Hasta muchos años más tarde, cuando vio que progresaba en mis estudios no debió de darse cuenta que el mundo se podía mirar desde otras perspectivas que no pasaban necesariamente por la azada, la horca y el carro. Para entonces, con la entrada de la maquinaria, aunque él nunca poseyó un tractor, hasta él mismo fue abandonando parte de las tareas que con tanto entusiasmo yo le había visto hacer lloviera o escampara. Eso ya era mediados de los años setenta. Cuando hasta disponíamos ya de agua corriente y un primitivo cuarto de baño.

En aquellos años le dio tiempo a enseñarme unas cuantas faenas, a medida que crecía en edad y sabiduría. Sin especial orden cronológico, me enseño a agavillar, una de las tareas más detestables que uno pueda desempeñar en los páramos, con la mies envuelta en cardos, o quizá era al revés, azotándote la cara mientras lo braceaba sobre las morenas, con el calor abrasador de mediados de julio.

Algo más llevadero era el acarreo, entre otros motivos porque me dopaban con una buena rebanada de pan rociada con orujo o anís (¡siete años!), y chocolate de hacer para soportar los madrugones a las cuatro de la mañana y acudir con la fresca a las fincas más alejadas de las eras de pan trillar.

Mucho más agradable, al atardecer, también en verano, eran las tareas de riego de las patatas o la remolacha en la huerta, mientras la mula daba cansinamente vueltas a la noria, nada más agradable que tumbarse en uno de los surcos por regar para echar una cabezada a la sombra de la finísima flor de la patata.
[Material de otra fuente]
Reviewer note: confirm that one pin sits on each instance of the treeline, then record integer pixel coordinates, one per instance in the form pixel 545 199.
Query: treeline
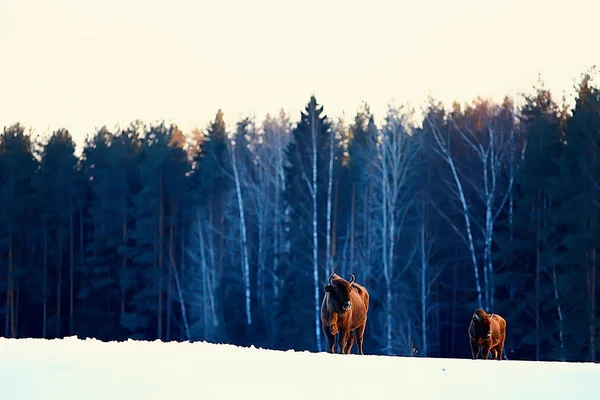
pixel 229 234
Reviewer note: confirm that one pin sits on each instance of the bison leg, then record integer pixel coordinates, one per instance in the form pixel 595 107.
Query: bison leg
pixel 500 350
pixel 486 350
pixel 360 334
pixel 344 336
pixel 494 353
pixel 330 341
pixel 474 350
pixel 350 343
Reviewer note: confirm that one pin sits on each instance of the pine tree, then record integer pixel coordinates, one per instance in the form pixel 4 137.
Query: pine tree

Algo en lo que nunca me hubiera fijado, en lo de que las patatas son de flor delicada, si no hubiera sido porque muchas veces las divisé a contraluz, cobijado a su sombra, mientras gritaba a la dichosa mula que arreara. No que me hiciera mucho caso.

Así que al declararme el Servicio Territorial de Agricultura, Ganadería y Desarrollo Rural como labrador oficial en la España más que despoblada no pude por menos que sentirme orgulloso de los conocimientos que adquirí hace décadas. No que ahora los vaya a poner en práctica. Al funcionario le dije que era simplemente para poder cultivar el huerto de verduras y hortalizas casero. En realidad, todo ha sido para redoblar mi sentimiento de pertenencia a una profesión, dura como ninguna, la de agricultor. No por otra cosa que porque fue la que practicó mi padre y en la que, estoy seguro, secretamente siempre pensó que seguiría sus pasos.

El justificante que tengo sellado con certificado digital no es, en realidad, más que un documento para engordar una estadística, pero si mi padre estuviera cerca, que no lo está, seguro que se habría sentido orgulloso de que volviera a las raíces, aunque fuera ya a la edad en la que a él, levantar los sacos de centeno comenzaba a resultar un martirio.